Many FSDA scripts automating steps of typical robust statistics tasks are available for trial in the head of each FSDA m-function and in example files.
As all MATLAB functions, FSDA functions accept input arguments and return output arguments, for example:
function [out] = FSReda(y,X,bsb,varargin)
For many functions the set of input/output parameters is so rich that it is neither convenient nor possible to treat them comprehensively in these introductory pages. Details on a specific option is retrieved from the MATLAB Command Window by typing
docsearchFS(file_name)
The order with which the optional input parameters are set does not matter.
Typically, even a well-trained practitioner will make use of few of the optional parameters available. On the other hand, a researcher will have the possibility to experiment with many internal variables controlled by optional parameters, without being forced to touch the source codes.

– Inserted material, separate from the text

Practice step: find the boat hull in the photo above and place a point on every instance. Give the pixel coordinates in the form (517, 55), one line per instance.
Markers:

The use of very flexible and thus elaborated options is simplified by the adoption of data types of increasing complexity. For example, option databrush, which controls the interactive brushing features of the FSDA dynamic statistical visualization tools, can be simply neglected if the purpose is to produce traditional static plots, it can be set to a scalar (e.g. databrush=1) to make a single data selection, or it can be set to a MATLAB structure (e.g. databrush.persist='on') to make an indefinite number of selections. In general, when an option becomes a structure, the list of possible fields will be automatically set to default values and the user will only have to set what is of interest.
The output parameters are dealt with by the same principle: when a function generates a lot of information, this is organized in an output structure so that the user can extract only fields of major interest.

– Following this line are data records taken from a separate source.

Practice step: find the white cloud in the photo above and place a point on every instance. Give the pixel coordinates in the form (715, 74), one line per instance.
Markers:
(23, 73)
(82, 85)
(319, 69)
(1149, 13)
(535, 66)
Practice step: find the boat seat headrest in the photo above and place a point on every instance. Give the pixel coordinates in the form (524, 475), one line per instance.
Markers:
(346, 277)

A second modality to use FSDA is through Graphical User Interfaces, to perform
tasks interactively through controls such as buttons and sliders. The user can
develop GUIs for FSDA using the standard MATLAB instruments. Few GUIs are
integrated in the FSDA distribution, but they are mainly designed for
demonstration purpose.
Almost all FSDA functions are in open MATLAB language. The use of mex files
obtained from the compilation of codes written in C or other languages is
minimal and always accompanied by the corresponding MATLAB function. This is to
facilitate the understanding of the algorithms implemented and encourage the user
to enrich the toolbox with new functions.
Of course each new function should be documented. It is customary for a MATLAB user to document new functions in the head of the .m file. Only rarely the user is prepared to duplicate the effort and work on the corresponding .html documentation file. This is understandable, since the complete integration of new .html files in the standard MATLAB documentation system is not facilitated by built-in tools. In order to help the user in this time consuming but valuable task, FSDA provides some tools, which should be used in the following order:
makecontentsfileFS.m.
This function generates personalized
.contents files of the functions given in a folder and selected
subfolders. The files to include inside the contents can be filtered according to their filename or content
makecontentsFS
also returns an output structure containing the list of the files together
with information on their location, creation dates, and so on.
The .m
function publishFSallFiles calls routine
publishFS for the list of files generated by
makecontentsFS
publishFunctionAlpha.m and
publishFunctionCate.m. These functions generate the categorical and
alphabetical index pages of the documenation system, starting from the
list generated by
makecontentsfileFS. An option of
publishFunctionAlpha.m
enables us to obain a .txt file (named
function-alpha.txt) which contains the names of all files
present indexed by
makecontentsfileFS separated by commas. In our HTML page
automatically created by our parser publishFS we have included a
javascript which calls function-alpha.txt and automatically includes a
navigation bar to previous and next file in alphabetical order.
publishBibliography.m
This functions generates page bibliography
starting from the output of routine publishFSallFiles.